In fact, Kirschen did manage to be comic some of the time, largely because it was about tensions on the border between the burgerlich world of straights and the unburgerlich world of gays - a strip of disputed territory Germans know well. But it was always more accidentally than deliberately funny. That's just the way German culture strikes the rest of us: let a German satirise himself back to front and inside out, there is always room for us to satirise him some more. Shapely, wouldn't you say, that at the fag-end of a century which Germany has twice tried to dominate with self-aggrandising myths of the most preposterous solemnity, we should still find the Germanic ludicrous.

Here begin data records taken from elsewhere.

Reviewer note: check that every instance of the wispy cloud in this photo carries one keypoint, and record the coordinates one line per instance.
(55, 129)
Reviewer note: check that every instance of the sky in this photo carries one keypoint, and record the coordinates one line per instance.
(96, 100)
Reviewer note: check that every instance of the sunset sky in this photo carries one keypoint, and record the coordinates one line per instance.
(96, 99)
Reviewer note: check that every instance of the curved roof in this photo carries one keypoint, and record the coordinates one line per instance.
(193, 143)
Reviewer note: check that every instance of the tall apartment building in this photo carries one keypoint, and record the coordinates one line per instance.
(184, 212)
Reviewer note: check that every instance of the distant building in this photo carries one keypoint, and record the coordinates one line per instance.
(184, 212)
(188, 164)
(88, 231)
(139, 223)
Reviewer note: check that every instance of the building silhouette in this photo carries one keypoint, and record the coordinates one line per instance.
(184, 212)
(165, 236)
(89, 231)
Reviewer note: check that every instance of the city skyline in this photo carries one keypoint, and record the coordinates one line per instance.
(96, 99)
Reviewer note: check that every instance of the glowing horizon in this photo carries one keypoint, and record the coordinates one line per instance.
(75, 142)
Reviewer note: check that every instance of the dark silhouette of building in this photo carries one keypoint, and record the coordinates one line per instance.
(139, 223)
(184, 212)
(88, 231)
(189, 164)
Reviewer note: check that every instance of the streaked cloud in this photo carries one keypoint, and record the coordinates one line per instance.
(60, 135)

Don't get me wrong - some of my best friends are Germans. Only recently, at a conference in Western Australia, we befriended one who now e-mails us with pleasing regularity from his home in Bochum. I don't doubt that many who read this column are themselves in correspondence with Germans. They make constant if not always comprehensible electronic pen-pals. Funny, don't you find, that their English should be so masterly when they speak it, yet such a dog's dinner on the Internet.

Our Bochum friend - Bochum-Shmochum we have taken to calling him, being careful to apprise him of all the nuances of that joke - was able to hold an audience of pedantry-loving Australians in thrall, hanging on every word, for the best part of an hour, but five minutes of him by e-mail and you think you're drowning. I take a risk saying this because he is dear to us and because he is a reader of these pages himself. "Since half a year I am reading your column with a lot of fun," he e-mailed me the other day. "I cannot wait til my scotish lash send me the last fotocopies of the Independent Magazine."

Isn't that sweet? It could hardly be sweeter if I understood it. What is his "scotish lash"? A lush, maybe? A drunk from Glasgow? To the German ear a lush might easily sound like a lash. A lersh. But would a Glaswegian lersh know how to buy an Independent every week, let alone have the presence of mind to fotocopy it, bag it, write Bochum-Shmochum on the package, and find a postbox to pop it in? Surely not, if she's so much of a lersh that our friend feels bound to comment on it. So what about a literal lash? A highland dominatrix? Oonagh McWhiplash. That would go with what one knows of the German temperament. Everybody in that delightful German comedy we watched, for example, was into pain in a big way, even the burgerlich characters. It's an easy enough cultural gaffe to make, if you're German, to suppose that the lash is something we all submit to as a matter of course. Mine's called Kirsty, and what is your scotish lash called?

In the end, though, I suspect that the mystery is to be solved, as my wife surmises, by a meaning as disappointingly prosaic as "lass". My Scottish lass. My wee lassie. An interpretation that has the merit of identifying a specifically German failing, namely that of trying too hard to appear idiomatically at home.

This would explain, as well, a request he made at the time he was applying for a new job that we "lighten a candel in the next church" for him, "though I am not sure if you do this in a mosque" (by which I take him to be groping considerately for the word synagogue); and his hope, meanwhile, that everything is "honky dory" with us.

It has, however, begun to cross my mind that he is only playing at having shonky English - shonky dory English - in order to get me to lower my guard. He spent time not long ago, in my absence, discussing with my wife her work in progress. I try to be liberal about this sort of thing. My wife is finishing a novel, I am away, a German friend known familiarly to us as Bochum-Shmochum wishes to talk plot-structure with her, I don't create a fuss. Urbane of me, nicht wahr? That he should thereafter go on asking after her work - "What about your novell, Ros?" - seems only natural. I hope you are with me so far because what I have to say next could be harmless or hair-raising depending on whatever conclusion we have reached as to Bochum-Shmochum's competence in the English language. "What about your novell, Ros," he e-mails, and then, and then - "You know I have to put my finger in the cut."

I have pondered that proposition long and hard. My wife, too. Did colour rise in her cheeks when she first read it on the screen? Did the colour fade when I finally offered it as my opinion that the allusion was to the European practice of publishing books with their pages uncut, and that Bochum-Shmochum meant only to express impatience to have the pristine volume in his hand?

He could, of course be, having it, mischievously, both ways. But that presupposes a degree of comic sophistication with which I have never credited a German. What, though, if I have erred and the Krauts have been pulling a fast leg over me all along? Who'd be the Bochum-Shmochum, then?